言語処理でビジネスと医療の分野にアプローチ – 新型コロナウイルス感染症の研究にも着手

こんにちは、AINOW編集部のゆーどーです。

2020年6月から、新型コロナウイルスの感染拡大の影響で、各地でAI(人工知能)を搭載した検温システムが導入されています。しかし、コロナウイルス感染拡大下において、AI(人工知能)は検温システム以外にも創薬研究などの分野で活躍を見せています。

今回は、創薬の研究やその他にも幅広い分野でAIソリューションを開発するFRONTEOの山本氏にインタビューしました。

山本 麻理:広告代理店に入社後、リスクマネジメント会社に在籍。メンタルヘルスケア事業を立上げ、事業計画、商品開発、マーケティング、営業戦略を実行し業界トップシェアへと導く。2014年に同社取締役に就任し、2017年に東証一部上場を実現。2018年12月よりFRONTEOに参画、2019年6月より執行役員として社長室およびライフサイエンスAI事業を牽引。2020年6月に取締役に就任し、AIソリューション事業全域を管掌・指揮。人工知能エンジン「Concept Encoder」を活用した診断支援や疾患予測のなどデジタルヘルス領域における開発を進めるとともに、ドラッグディスカバリ領域においても候補化合物発見のスピードアップを支援する創薬支援AIシステムの開発を進め、ライフサイエンスにおける新たな領域に挑む。

自然言語処理に特化した開発を進めるFRONTEO

FRONTEO は“自然言語処理”を中心にプロダクト開発・ソリューション展開を進めています。

ーーなぜ言語解析に注力したソリューションを提供しているのですか?

山本氏:国際訴訟の場において、不慣れであるがゆえに苦戦を強いられる日本企業を救いたいという想いで、「eディスカバリ(電子証拠開示)」や、「デジタルフォレンジック調査」というリーガルテック事業を興しました。

膨大な量の文書の中から証拠として使える書類を見つけ出すという作業には、気の遠くなるような時間とコストがかかります。

この作業をどうにかして効率化できないかと挑戦しているうちに開発されたのが人工知能KIBITです。

こうして生み出されたAIを活用して膨大な数の言語に埋もれた重要な情報を見出すことを事業の柱とし、現在までに創薬支援、認知症診断支援、金融・製造・知財・人事・営業支援などに言語解析の技術を活用しています。

では、実際にどのようなAIプロダクトが開発されているのでしょうか。

FRONTEO独自の言語処理に優れたAIプロダクト

ここからは、FRONTEOが開発したAIプロダクトについてお伺いします。

リーガルテック分野で活躍する人工知能エンジン「KIBIT」

ーーKIBITとはどのようなプロダクトですか?

山本氏:「KIBIT」は、過去の例や経験者の勘・感覚といった「暗黙知」をもとに選んだ文書を“教師データ”として与え、文書の特徴を学習させることで、その判断軸に沿って見つけたい文書を効率よく抽出するAIエンジンです。

「KIBIT」は教師データが少量であっても、大量のデータを軽量な動作で短時間のうちに解析し、仕分けることを特徴としています。

ーー「機微」という人の動きや判断はどのように学習しているのですか?

山本氏:「Landscaping」という独自のアルゴリズムを用いています。

KIBITはテキストデータを解析する際、品詞の特定や単語の抽出を行い、抽出されたそれぞれの単語について目的となる情報に関連する重要度を計算します。

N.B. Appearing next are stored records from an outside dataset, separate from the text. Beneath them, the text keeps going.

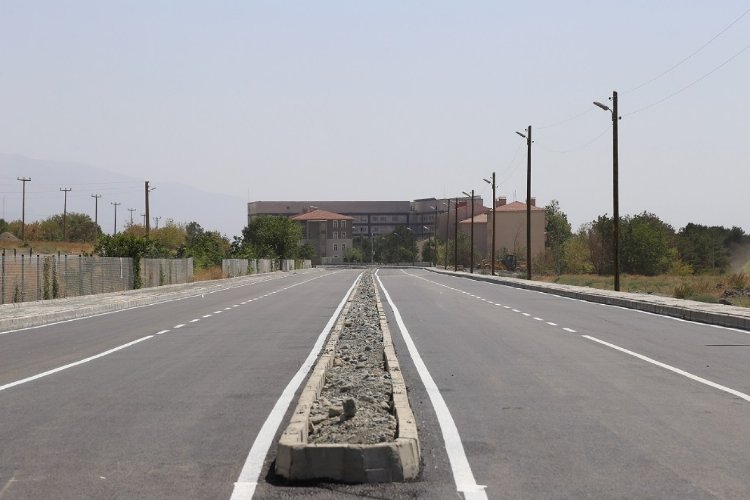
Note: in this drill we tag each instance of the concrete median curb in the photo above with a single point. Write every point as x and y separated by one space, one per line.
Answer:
296 459
700 312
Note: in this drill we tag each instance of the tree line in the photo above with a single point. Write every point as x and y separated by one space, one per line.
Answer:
648 246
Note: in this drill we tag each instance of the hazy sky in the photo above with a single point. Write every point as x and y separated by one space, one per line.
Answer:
390 99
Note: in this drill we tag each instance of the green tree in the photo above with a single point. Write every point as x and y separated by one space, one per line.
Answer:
207 248
705 248
646 245
273 237
129 245
558 231
599 237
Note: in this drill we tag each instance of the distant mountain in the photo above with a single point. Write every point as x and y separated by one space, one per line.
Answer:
216 212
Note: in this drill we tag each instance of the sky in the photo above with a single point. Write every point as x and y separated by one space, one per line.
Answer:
391 100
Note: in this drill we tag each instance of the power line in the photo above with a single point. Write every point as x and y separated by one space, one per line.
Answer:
577 148
706 75
566 120
679 63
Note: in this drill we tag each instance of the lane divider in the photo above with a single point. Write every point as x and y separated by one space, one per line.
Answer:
462 474
71 365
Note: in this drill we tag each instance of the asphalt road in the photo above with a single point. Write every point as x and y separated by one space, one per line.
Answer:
551 397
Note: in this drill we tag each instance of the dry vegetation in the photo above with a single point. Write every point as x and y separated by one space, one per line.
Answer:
705 288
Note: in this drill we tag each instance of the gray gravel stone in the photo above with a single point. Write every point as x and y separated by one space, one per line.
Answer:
355 403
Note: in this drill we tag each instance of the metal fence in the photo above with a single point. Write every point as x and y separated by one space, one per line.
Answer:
158 272
231 268
39 277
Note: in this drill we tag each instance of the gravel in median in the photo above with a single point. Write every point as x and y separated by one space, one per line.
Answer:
355 405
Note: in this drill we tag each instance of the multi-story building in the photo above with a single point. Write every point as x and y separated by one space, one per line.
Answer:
328 233
510 234
369 218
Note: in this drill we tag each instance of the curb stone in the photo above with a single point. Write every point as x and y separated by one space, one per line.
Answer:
296 459
700 312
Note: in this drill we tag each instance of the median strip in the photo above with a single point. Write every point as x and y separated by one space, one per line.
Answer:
353 421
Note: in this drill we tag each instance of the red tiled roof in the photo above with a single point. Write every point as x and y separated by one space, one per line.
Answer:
321 215
516 206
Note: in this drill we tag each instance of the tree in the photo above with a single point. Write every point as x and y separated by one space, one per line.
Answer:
558 231
646 245
599 234
129 245
270 236
706 248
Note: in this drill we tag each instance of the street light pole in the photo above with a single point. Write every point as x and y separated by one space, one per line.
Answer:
494 186
528 200
615 188
23 180
455 239
96 212
114 204
65 211
447 222
471 241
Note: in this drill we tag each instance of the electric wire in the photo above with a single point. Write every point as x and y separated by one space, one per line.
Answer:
697 80
679 63
577 148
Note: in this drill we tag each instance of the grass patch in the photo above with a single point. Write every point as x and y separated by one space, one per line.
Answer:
704 288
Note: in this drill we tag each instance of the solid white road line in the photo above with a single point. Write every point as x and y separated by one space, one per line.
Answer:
733 392
71 365
245 486
462 475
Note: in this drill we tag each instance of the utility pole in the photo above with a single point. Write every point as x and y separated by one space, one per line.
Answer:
494 226
148 227
23 180
65 211
471 241
96 211
114 203
528 200
615 187
447 238
455 240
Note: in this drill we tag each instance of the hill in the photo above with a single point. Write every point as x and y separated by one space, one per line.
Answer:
170 200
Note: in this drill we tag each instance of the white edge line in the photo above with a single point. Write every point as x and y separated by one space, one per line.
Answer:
71 365
689 375
247 481
462 474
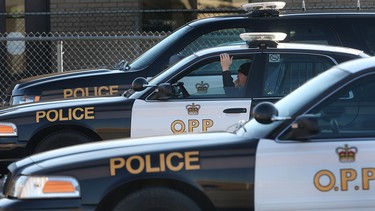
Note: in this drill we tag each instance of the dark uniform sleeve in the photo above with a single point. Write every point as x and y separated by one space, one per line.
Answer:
229 88
227 79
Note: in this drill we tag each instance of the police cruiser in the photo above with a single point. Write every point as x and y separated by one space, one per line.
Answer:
189 97
350 29
312 150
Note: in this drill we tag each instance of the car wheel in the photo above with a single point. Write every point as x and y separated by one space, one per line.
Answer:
157 199
62 138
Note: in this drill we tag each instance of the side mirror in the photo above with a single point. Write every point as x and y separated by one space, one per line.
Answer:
164 91
265 112
304 127
139 84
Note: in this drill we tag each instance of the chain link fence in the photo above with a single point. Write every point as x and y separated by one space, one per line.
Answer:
33 54
86 40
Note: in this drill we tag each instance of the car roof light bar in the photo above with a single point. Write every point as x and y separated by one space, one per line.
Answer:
263 39
264 9
276 5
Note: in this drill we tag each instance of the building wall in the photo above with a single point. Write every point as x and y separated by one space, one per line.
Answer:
109 15
71 16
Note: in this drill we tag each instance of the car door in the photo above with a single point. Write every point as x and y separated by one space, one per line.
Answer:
334 170
209 106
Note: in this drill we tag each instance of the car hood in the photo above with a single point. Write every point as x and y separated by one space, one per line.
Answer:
51 77
60 104
100 152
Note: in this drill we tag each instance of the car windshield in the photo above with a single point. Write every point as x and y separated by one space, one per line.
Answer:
156 50
296 100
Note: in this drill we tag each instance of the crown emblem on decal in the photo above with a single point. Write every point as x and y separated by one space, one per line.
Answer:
202 87
193 109
346 153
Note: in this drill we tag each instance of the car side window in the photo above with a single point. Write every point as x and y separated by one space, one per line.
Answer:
286 72
206 80
350 113
212 39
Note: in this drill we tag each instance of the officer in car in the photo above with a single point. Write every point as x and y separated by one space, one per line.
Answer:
233 87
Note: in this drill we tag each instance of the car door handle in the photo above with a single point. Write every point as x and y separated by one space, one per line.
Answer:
235 110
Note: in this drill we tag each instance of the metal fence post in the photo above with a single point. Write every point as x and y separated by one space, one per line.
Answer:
60 67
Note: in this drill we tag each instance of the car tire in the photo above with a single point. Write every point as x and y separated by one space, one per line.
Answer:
157 199
61 138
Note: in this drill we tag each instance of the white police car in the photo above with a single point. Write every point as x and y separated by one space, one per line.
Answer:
312 150
189 97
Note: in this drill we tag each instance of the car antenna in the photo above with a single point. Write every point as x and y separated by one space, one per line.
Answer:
303 5
358 5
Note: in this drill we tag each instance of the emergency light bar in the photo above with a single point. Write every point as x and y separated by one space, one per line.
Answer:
277 5
263 36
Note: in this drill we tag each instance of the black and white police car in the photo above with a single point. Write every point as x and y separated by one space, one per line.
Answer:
351 29
188 97
312 150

その重要度を計算する際、「伝達情報量」という仕組みを用いて関連性の有・無を判定しています。

次に、テキストデータ内の全ての単語の重要度を集計し、スコアを算出。そのデータのスコアを降順に並び替えます。

この一連の流れがKIBITの学習・推論方法であるFRONTEO独自開発のアルゴリズム「Landscaping」です。

このアルゴリズムにより、KIBITは専門家の暗黙知(人間の経験や判断に基づく知識)を学習することができます。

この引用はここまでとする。